Hooper: I think the script is only good because David was a stammerer and has childhood memories of King George VI. It’s a classic example – if as a writer you talk about a subject that’s closest to your heart, more likely than not you’re actually going to write a great piece. The sadness of so much screenwriting is people are chasing what they think the studios want, what they think the audience want, and they write out of their own experience. I mean, how many writers have had to write about detectives where they’ve never spent a week in the police force? How many have to write about murder stories when they’ve never experienced it? So they borrow it from other movies about it, and they write out of a closed world of other films. I think David’s written the best film of his life and he’s written it because he’s talking about his childhood and the most traumatic time in his childhood, and he knows it. He knows this stuff.

CS: You’ve talked about the R-rating the movie was given and it’s kind of ridiculous that it’s the difference between one f*ck or two. There’s no sex or nudity or violence and a few other movies have been labeled with an R for the same reason.

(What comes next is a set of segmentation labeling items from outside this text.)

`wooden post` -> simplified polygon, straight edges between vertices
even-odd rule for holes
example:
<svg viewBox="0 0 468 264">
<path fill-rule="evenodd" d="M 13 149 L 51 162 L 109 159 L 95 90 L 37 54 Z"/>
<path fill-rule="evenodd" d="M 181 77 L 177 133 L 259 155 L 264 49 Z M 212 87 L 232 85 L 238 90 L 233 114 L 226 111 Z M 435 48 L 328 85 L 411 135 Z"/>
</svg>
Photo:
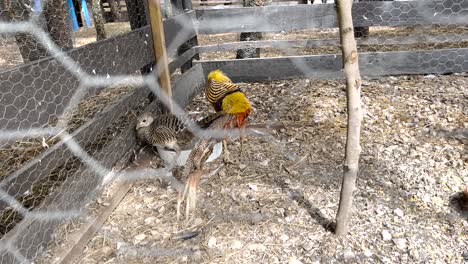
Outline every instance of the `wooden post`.
<svg viewBox="0 0 468 264">
<path fill-rule="evenodd" d="M 183 10 L 181 10 L 181 12 L 184 12 L 186 10 L 193 10 L 192 0 L 182 0 L 181 3 L 182 3 L 182 9 L 183 9 Z M 192 39 L 190 39 L 187 42 L 180 45 L 180 47 L 177 48 L 177 55 L 180 56 L 181 54 L 183 54 L 184 52 L 186 52 L 187 50 L 189 50 L 189 49 L 191 49 L 192 47 L 195 47 L 195 46 L 198 46 L 198 37 L 197 36 L 193 37 Z M 184 65 L 182 65 L 182 67 L 180 67 L 180 72 L 181 73 L 184 73 L 184 72 L 190 70 L 190 68 L 193 67 L 193 59 L 199 60 L 200 55 L 197 53 L 189 61 L 184 63 Z"/>
<path fill-rule="evenodd" d="M 161 5 L 159 0 L 148 0 L 151 34 L 153 36 L 153 49 L 156 60 L 156 69 L 159 74 L 159 83 L 169 98 L 172 97 L 171 79 L 169 76 L 169 63 L 167 60 L 166 41 L 164 39 L 164 27 L 162 23 Z M 170 107 L 171 108 L 171 107 Z"/>
<path fill-rule="evenodd" d="M 340 204 L 336 215 L 337 235 L 345 235 L 349 229 L 353 205 L 353 192 L 359 171 L 359 145 L 361 132 L 361 74 L 359 72 L 358 52 L 353 32 L 351 14 L 352 1 L 337 1 L 338 22 L 340 27 L 343 67 L 346 77 L 346 97 L 348 101 L 348 129 L 346 135 L 343 182 L 341 185 Z"/>
</svg>

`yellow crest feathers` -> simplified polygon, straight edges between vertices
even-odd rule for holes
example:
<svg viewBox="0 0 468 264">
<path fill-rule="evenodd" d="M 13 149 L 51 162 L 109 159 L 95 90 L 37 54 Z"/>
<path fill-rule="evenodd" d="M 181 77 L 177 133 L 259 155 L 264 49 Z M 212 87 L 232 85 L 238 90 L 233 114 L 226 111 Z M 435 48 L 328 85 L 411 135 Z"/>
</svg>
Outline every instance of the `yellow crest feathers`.
<svg viewBox="0 0 468 264">
<path fill-rule="evenodd" d="M 214 79 L 218 82 L 232 82 L 220 69 L 213 70 L 208 74 L 208 81 Z"/>
<path fill-rule="evenodd" d="M 253 111 L 252 106 L 250 105 L 249 99 L 242 92 L 235 92 L 228 94 L 223 99 L 222 110 L 225 113 L 236 115 L 240 113 L 247 113 Z"/>
</svg>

Looking at the ratings system as an outsider, do you feel that something has to change?

Hooper: I feel like this culture is so permissive about violence. I have never been traumatized in my imagination by a swear word in a film, it’s never lingered with me, it’s never haunted me. I have been haunted, and sometimes even traumatized by scenes of violence in many films. I mean, Jesus, that scene in “Witness” in the loo with the little kid, that stayed with me forever. I mean, look at that. I can’t go into a loo in an airport without being a little anxious to this day. It’s had a lifelong effect on me. That is the power of cinema to the young mind. In Peter’s case, I don’t mind it, because it’s such a wonderful movie, but “Witness” was 1960 – I was 13. I mean, I was not six. It’s like, that’s what I don’t understand. This is about not traumatizing people, and that should be the thing. It’s like that scene in “Salt,” which I saw recently, where they force a plastic tube down Angelina’s throat, they then pour water down it to simulate drowning. You know, that image is in my head in an unsettling way, and I would like it out of my head. I’m 38 and it’s still disturbing me, so this has gotta correct this thing, because it’s completely out of whack.

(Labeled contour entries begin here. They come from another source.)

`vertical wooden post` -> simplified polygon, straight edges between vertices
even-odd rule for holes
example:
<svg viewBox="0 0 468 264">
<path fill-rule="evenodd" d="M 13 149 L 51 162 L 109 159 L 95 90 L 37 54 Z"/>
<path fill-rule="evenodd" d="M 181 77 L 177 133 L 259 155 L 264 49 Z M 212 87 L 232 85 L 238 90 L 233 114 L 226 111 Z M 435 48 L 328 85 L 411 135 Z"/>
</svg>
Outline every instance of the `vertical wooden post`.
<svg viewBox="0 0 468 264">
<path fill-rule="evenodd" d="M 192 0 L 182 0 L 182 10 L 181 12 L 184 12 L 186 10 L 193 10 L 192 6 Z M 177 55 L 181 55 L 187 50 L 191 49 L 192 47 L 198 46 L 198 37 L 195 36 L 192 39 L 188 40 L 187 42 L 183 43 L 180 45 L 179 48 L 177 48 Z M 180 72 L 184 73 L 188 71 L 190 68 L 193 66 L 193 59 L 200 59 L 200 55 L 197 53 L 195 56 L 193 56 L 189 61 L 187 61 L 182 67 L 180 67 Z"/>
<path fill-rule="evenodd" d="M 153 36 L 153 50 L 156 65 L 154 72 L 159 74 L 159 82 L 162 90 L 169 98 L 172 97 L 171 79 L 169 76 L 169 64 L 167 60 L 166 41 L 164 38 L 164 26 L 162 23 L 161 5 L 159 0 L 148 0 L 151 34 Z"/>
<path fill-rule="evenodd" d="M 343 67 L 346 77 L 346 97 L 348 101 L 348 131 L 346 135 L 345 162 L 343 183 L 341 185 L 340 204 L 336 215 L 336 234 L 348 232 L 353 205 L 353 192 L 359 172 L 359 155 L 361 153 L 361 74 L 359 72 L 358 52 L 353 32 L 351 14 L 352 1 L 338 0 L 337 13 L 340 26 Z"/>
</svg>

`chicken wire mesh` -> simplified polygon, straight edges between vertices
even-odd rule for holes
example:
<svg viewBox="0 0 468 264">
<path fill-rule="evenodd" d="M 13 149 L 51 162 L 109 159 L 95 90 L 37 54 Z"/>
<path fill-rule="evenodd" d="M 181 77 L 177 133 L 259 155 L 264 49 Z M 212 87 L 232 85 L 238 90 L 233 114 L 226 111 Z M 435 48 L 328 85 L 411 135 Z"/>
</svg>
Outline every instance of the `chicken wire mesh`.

CS: I have two more questions. Obviously you’ve been kind of drawn to this kind of historic films or films based on real people, as has Peter Morgan, but it does involves lots more research. Have you felt like doing a movie that doesn’t involve so much time doing that research beforehand?

Hooper: I only do one project a year, so my output is pretty good and I don’t think it’s slowing me down.

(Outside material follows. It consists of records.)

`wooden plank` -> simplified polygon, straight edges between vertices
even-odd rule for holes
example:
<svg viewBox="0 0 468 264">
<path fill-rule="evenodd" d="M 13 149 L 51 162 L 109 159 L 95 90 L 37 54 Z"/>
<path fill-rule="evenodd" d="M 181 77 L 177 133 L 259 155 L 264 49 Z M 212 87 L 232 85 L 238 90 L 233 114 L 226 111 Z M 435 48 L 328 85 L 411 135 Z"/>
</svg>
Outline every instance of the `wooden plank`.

CS: Sure, but doing eleven months of research before each film…

Hooper: No, it’s not. For “John Addams,” I had a five month prep and my research was all happening within prep, and on this, I did most of my research within prep. Look, I don’t know. I mean, next year, I’m gonna make the best script I get. If it’s period, fine, if it’s historical, fine. If it’s original fiction, fine. If it’s sci-fi, fine. I’ll do the best piece of material that I think is out there, because I want to give people the best stories I can find. I think this story’s really great, that’s why I did it. I happen to think that part of the problem now is (that) it’s rare that I read a piece of original contemporary screenwriting where the characters are as complex or the story is as good as some of these historical things that people are doing. But God, I would do it like a shot if it was good.

CS: My last question is do you think we’ll ever see another movie with Tim Spall playing Winston Churchill? I absolutely love Tim Spall in general, and I thought he was amazing as Winston Churchill and would love to see more of Chuchill’s life as played by Tim Spall.

Hooper: Well, the great thing about Churchill was he lived to such a grand old age. Tim’s probably got 20 years when he could play Churchill, so I hope someone will see it and make the Winston Churchill stories.

The King’s Speech opens in select cities on Friday, November 26.